Project: Detecting Malaria-Infected Blood Cells Using Machine Learning
Malaria is a life-threatening disease caused by parasites that are transmitted to people through the bite of infected female Anopheles mosquitoes. In 2017, there were an estimated 219 million cases of malaria in 87 countries. The goal of this project is to use artificial intelligence to detect malaria. A program will be created to learn the differences between malaria-infected and uninfected red blood cells in order to classify them by type. The program will use a neural network to classify images of cells into two classes. A dataset with images of infected and uninfected red blood cells, sourced from Kaggle, will be used to train the program. Once an image is inputted, the program will run and output a diagnosis of "infected" or "uninfected" based on the results.
Summary of Results
Overall, the data had an accuracy of 97% for both infected and uninfected cells. The neural network for non-augmented data had an error of 0.329% in the batch training and 7.53% in the validation set. In the augmented data, the batch training had an error of 3.72% while the validation set had an error of 5.84%. Furthermore, as displayed in the confusion matrix, there were 3336 examples of the neural network prediction matching with the actual results for true and 114 examples where the actual class was true and the machine predicted false. There were 3344 examples of the neural network and the actual results matching for false and 95 examples where the neural network predicted true but the actual class was false. Thus, the neural network was relatively even in predicting classes and didn’t favor one class over the other.
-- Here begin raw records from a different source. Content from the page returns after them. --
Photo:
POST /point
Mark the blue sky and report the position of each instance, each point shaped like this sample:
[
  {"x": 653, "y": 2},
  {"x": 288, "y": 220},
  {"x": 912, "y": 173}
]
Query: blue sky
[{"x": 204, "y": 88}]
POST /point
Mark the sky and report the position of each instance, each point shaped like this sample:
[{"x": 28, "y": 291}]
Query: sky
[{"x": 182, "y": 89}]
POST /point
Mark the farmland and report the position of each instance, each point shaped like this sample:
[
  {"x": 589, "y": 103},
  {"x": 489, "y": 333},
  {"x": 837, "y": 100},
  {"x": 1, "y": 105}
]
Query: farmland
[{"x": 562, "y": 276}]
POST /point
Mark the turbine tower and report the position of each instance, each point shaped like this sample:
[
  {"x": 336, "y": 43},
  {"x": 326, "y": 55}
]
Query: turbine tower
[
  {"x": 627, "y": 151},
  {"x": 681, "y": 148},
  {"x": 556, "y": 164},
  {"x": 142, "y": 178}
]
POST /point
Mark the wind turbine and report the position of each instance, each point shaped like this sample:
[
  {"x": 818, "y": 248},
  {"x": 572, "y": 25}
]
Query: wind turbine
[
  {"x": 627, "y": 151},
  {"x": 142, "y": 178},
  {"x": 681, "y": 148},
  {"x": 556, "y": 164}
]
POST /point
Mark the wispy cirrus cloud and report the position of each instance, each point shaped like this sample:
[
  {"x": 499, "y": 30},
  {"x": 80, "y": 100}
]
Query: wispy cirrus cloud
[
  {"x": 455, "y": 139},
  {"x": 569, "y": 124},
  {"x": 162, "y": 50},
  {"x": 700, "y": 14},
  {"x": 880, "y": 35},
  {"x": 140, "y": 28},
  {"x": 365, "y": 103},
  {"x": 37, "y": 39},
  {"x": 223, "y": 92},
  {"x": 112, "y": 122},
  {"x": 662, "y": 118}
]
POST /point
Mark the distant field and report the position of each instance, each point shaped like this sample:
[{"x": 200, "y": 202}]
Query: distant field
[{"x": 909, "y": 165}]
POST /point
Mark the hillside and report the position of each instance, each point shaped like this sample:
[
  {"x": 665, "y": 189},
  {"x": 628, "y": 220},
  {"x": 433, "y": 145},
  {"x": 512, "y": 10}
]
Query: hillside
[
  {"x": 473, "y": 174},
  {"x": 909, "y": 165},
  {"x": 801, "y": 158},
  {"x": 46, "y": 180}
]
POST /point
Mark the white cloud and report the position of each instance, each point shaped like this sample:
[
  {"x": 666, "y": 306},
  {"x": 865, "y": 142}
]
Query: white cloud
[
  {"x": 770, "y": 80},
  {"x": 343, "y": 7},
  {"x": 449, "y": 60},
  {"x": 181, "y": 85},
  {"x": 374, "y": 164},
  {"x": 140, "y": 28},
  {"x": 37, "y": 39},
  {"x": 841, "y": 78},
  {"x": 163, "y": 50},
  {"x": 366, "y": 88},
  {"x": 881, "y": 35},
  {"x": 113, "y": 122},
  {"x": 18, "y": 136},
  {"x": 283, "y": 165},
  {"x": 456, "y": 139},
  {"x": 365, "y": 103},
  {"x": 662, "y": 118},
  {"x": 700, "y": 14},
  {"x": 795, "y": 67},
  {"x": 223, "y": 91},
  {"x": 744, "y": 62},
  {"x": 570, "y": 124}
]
To improve this project in the future, I could implement more augmented datasets to further train and improve the neural net. Furthermore, I could use different cell images from different datasets to prevent overfitting and increase accuracy. Lastly, I could implement a function that pinpoints the malaria in the blood cell by finding the edges of the cell and sensing the infected cells through the function, image partition and color detection.